What are you working on now?
My next novel is The Happy Chip, about a company called NeoHappy, Inc., which markets a sophisticated nanoelectronic chip that, when implanted, enables people to monitor the hormones that measure their own happiness with the people and products in their lives. At first, millions of people find the Happy Chip a pathway to more pleasurable choices. But the company begins to disseminate control chips that manipulate people’s emotions, and can even assassinate them by remote control. The protagonist is science writer Andy Davis, who is hired to co-author the biography of the company’s genius founder, Marty Fallon. What starts out as a dream assignment for him transforms into a nightmare that threatens to subjugate not just Andy and his family, but the world.
What is your best method or website when it comes to promoting your books?
By far, my most important promotional tool is my own web site. I strongly advise authors to get the URL “yourname.com.” If you don’t grab it, somebody else will. I had to wait years until whoever had my name finally let the URL expire, so I could obtain it. Other important promotional tools are a blog, a Facebook fan page, and author pages on Goodreads and Amazon. All are free. In fact, the most effective promotional tools are free or inexpensive; while the least effective, such as paid advertising, are those that cost significant money.
Do you have any advice for new authors?
Write for the love of writing. And keep writing and trying to improve your writing, no matter what. And play the long game. That is, don’t assume that your first book will make your reputation, or even the fifth. You might have to write a dozen books to establish your brand, and even then you might not make it big. But if you write books that you are proud of, and that your readers enjoy—no matter how small the audience—you’ve fulfilled yourself as a writer.
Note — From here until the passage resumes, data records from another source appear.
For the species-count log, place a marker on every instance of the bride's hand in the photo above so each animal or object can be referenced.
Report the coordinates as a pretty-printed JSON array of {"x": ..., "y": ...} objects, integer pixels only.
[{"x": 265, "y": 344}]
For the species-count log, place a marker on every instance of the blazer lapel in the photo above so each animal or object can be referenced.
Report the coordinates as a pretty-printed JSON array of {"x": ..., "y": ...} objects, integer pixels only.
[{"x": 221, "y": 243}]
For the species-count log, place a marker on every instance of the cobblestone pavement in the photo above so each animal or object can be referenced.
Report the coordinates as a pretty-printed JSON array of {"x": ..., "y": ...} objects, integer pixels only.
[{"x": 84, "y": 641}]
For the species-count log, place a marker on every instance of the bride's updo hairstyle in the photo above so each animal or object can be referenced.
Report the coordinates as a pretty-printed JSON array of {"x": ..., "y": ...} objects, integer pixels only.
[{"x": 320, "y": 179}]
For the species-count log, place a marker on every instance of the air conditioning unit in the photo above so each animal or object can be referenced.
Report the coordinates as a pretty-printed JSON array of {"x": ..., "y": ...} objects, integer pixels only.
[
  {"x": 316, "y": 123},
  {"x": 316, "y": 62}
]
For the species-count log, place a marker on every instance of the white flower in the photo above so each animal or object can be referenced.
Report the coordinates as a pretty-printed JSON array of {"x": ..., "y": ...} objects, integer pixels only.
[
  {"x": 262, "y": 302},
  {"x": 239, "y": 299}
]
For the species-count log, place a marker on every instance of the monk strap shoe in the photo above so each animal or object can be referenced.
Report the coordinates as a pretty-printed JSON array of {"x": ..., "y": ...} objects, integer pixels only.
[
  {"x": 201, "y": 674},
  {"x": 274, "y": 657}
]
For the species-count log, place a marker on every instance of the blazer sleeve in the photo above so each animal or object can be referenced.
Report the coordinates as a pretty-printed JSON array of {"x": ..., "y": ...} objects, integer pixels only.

Finally, explore both traditional and self-publishing, and learn marketing skills. You’ll need them regardless of how your works are produced.
What is the best advice you have ever heard?
There’s a delightful little book, For Writers Only by Sophy Burnham, that contains the best advice I’ve found for writers, as well as marvelous insights into the writing life. Burhnam tells stories of great writers and their tribulations, and also offers quotes from writers that have greatly encouraged and inspired me. My favorite quote, from Gloria Steinem, captures the compulsion and joy that every writer feels when immersed in their craft: “Writing is the only thing that when I do it, I don’t feel I should be doing something else.”
What are you reading now?
This may sound weird, but I’m going back and reading my first novels. It’s not an ego thing; I want to look back with some perspective on what I’ve written, and how I might have written it better. Sometimes I’m pleased at what I’ve written; sometimes frustrated.
What’s next for you as a writer?
I will continue writing speculative fiction—that is, drawing on real science, both current and future, to tell stories that make people think about the impact of science and technology. For example, my next book after The Happy Chip is The Neuromorphs, about the coming impact of artificially intelligent robots. The latest research on neuromorphic computing and “deep learning,” will enable such machines, and there is serious debate and concern about how they will affect the human species.
If you were going to be stranded on a desert island and allowed to take 3 or 4 books with you what books would you bring?
Probably a couple of the great general novels, like Moby Dick and War and Peace, and a couple of the great sci-fi novels, like Fahrenheit 451 and Stranger in a Strange Land.